Here yeast has proven a fertile ground in which to apply chemogenomic screens owing to the generation and availability of large yeast deletion collections [10]. Such collections can be used to screen compounds and generate fitness profiles that can then be compared and used as a starting point to identify gene relationships [11]. In their review, Hoon et al. describe the various approaches, including forward screens such as haploinsufficiency profiling, homozygous profiling, and multi-copy and overexpression-suppression profiling, as well as reverse approaches such as toxicity-suppression profiling, that have been developed to either define the mechanism of action of a drug on a yeast biological process or identify a particular drug target. As noted in the previous section, cost is always an issue and chemical genomics screens using large numbers of strains and/or small molecules can be cost prohibitive and labor intensive, not to mention that in many cases there is only a limited amount of compound available to test. To overcome these issues, Pierce et al. developed a chemogenomic approach for yeast using the so-called TAG4 barcoding array that resolves fitness profiles for individual yeast strains that have been pooled by extracting changes in the abundance of the individual strains measured using the barcodes. Thus, the approach reduces the physical screening numbers as well as the volume of compound used in each screening assay [12].
Chemogenomic screens do have the ability to reveal novel insights into the mechanism of action of a particular compound. However, the ability to derive meaningful insights from such a chemical genomics screen is critically dependent upon developing the proper assay. A 2010 study by Kapitzky et al. demonstrates that crossing species boundaries when performing fitness profiling can provide such novel insights [9]. Here the authors created a screening platform using libraries of Saccharomyces cerevisiae and Schizosaccharomyces pombe haploid deletion mutants. By screening 727 S. cerevisiae and 438 S. pombe strains against 21 compounds, a DNA damaging agent that had a conserved mode of action with human cells was identified.

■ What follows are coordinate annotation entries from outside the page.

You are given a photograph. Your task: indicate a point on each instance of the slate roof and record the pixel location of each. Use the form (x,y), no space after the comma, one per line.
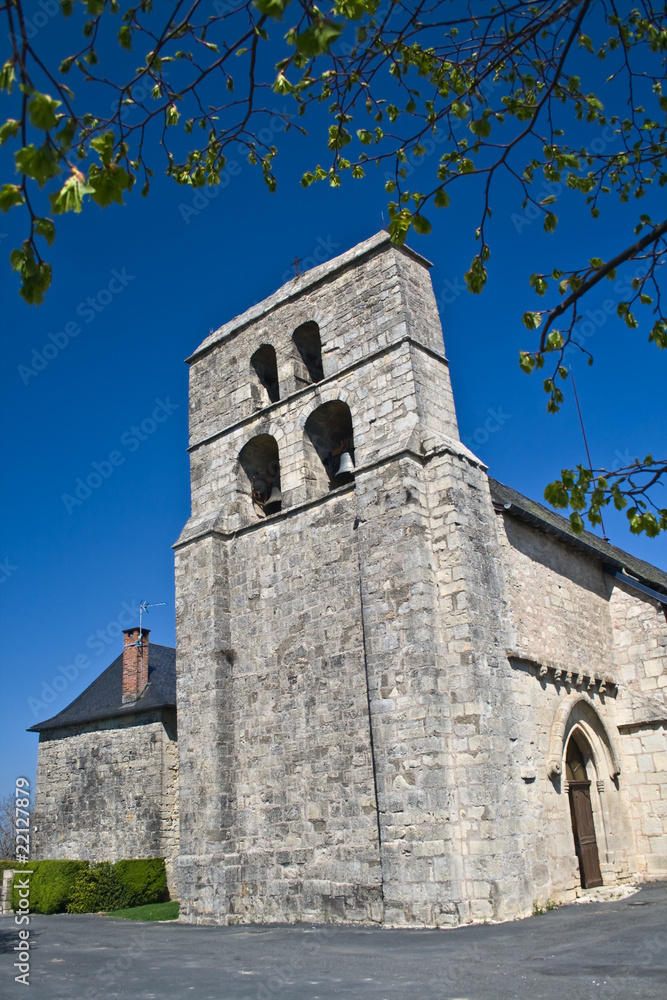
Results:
(554,524)
(102,698)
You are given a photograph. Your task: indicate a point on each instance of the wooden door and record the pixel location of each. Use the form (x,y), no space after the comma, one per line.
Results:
(584,833)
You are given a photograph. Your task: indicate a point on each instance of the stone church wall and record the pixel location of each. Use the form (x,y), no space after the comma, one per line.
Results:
(108,790)
(569,615)
(372,683)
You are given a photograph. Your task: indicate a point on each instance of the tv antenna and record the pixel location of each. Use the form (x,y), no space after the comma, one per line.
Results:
(144,606)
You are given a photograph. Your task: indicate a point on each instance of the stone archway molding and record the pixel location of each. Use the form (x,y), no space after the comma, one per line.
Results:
(559,728)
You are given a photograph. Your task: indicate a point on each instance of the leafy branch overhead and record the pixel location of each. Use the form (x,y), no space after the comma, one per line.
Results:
(496,88)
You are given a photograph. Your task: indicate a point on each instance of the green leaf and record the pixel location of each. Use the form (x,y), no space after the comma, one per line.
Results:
(481,127)
(9,130)
(272,8)
(532,320)
(7,76)
(421,225)
(554,342)
(556,494)
(319,37)
(35,275)
(550,222)
(475,278)
(103,144)
(108,184)
(351,10)
(70,196)
(10,195)
(576,522)
(38,163)
(46,228)
(125,37)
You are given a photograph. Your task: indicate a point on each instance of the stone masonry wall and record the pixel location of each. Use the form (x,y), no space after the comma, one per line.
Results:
(107,791)
(367,728)
(640,639)
(569,615)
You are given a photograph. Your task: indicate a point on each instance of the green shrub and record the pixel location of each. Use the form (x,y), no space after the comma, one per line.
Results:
(51,884)
(152,911)
(86,887)
(145,881)
(97,888)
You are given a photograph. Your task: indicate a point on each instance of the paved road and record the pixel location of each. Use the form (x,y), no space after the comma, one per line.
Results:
(609,950)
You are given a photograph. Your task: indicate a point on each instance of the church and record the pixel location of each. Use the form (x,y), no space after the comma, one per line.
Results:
(406,695)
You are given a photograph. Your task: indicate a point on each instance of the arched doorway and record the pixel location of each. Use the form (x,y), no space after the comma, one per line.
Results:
(581,812)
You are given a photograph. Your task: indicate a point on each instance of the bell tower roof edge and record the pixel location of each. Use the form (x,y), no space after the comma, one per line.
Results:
(296,287)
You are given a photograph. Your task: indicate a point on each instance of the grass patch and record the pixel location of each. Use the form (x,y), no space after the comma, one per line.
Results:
(150,911)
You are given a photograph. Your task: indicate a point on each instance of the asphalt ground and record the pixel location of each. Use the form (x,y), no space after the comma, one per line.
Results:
(614,949)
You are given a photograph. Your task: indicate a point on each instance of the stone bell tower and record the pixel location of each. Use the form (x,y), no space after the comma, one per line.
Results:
(340,617)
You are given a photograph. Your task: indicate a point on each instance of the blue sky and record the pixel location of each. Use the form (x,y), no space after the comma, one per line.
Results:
(137,289)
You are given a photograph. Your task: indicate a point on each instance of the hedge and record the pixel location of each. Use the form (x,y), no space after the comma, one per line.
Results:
(145,880)
(88,887)
(51,884)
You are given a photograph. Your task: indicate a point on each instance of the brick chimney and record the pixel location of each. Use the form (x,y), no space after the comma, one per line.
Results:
(135,663)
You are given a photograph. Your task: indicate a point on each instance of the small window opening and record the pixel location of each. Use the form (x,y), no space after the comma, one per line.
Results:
(260,462)
(266,368)
(309,350)
(575,766)
(331,439)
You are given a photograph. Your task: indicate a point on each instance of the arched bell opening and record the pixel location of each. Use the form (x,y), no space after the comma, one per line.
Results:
(329,441)
(260,462)
(308,355)
(580,772)
(265,366)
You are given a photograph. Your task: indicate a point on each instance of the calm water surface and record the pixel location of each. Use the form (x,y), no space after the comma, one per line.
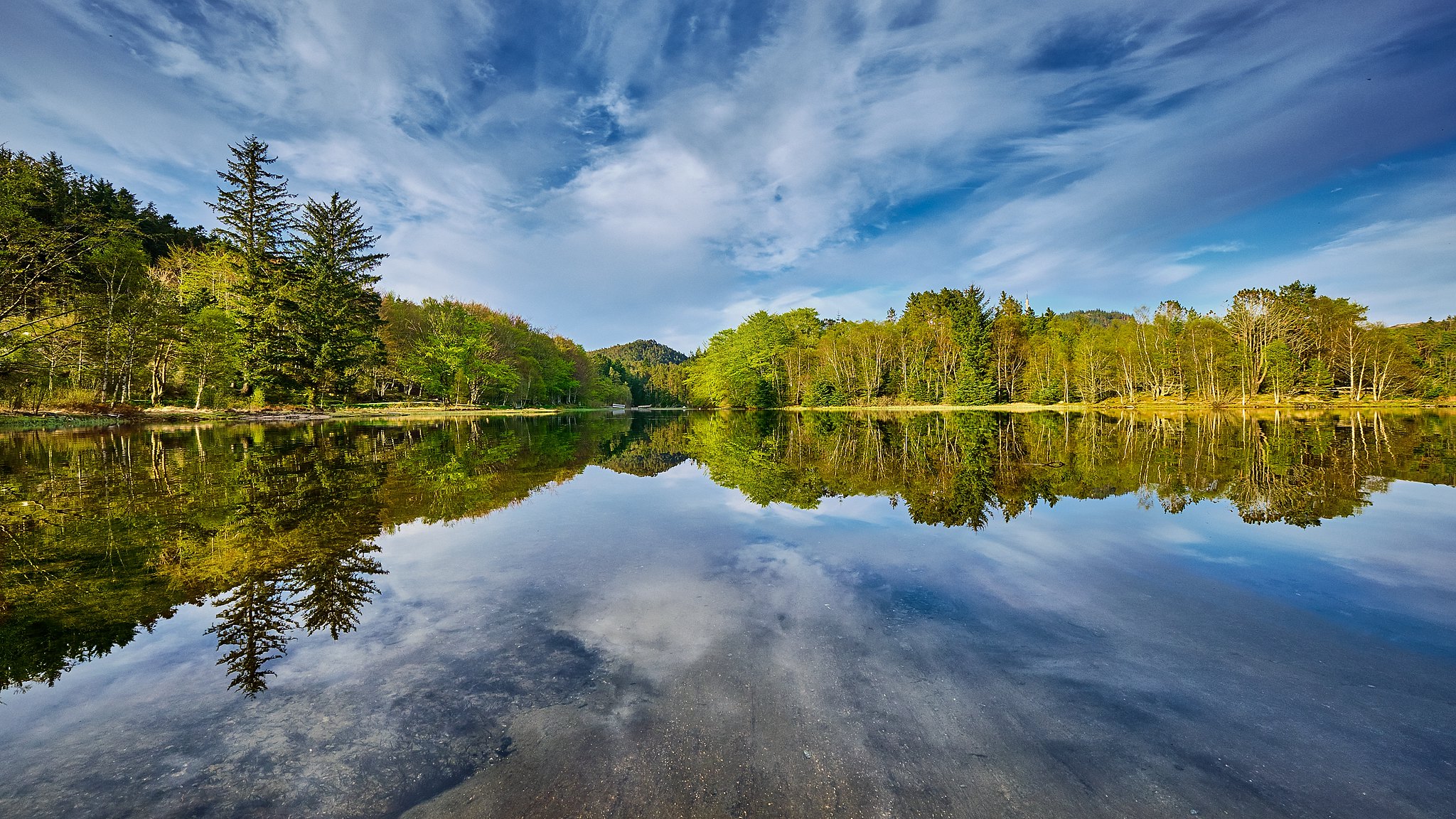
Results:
(750,614)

Chemogenomic screens are not exclusively used with organisms (such as yeast) where large collections of deletions mutations have been generated. A more recent example of the value that can be derived from performing chemical genomic profiling in other organisms can be see in the work of Yuan et al. and their profiling of antimalarial therapies and molecular targets [13]. Here, Yuan and colleagues from the National Institutes of Health Chemical Genomics Center and Columbia University attempted to both (1) identify new drugs with activity against Plasmodium falciparum, the malaria parasite, and (2) understand the mechanism of drug activity and resistance at the molecular level. The rationale for performing such a chemical genomics screen in this case is that resistance to antimalarial drugs has been demonstrated to occur (i.e., chloroquine resistance) and a more complete understanding of the underlying molecular mechanisms of drug activity could be beneficial in predicting or even eliminating such resistance in the future.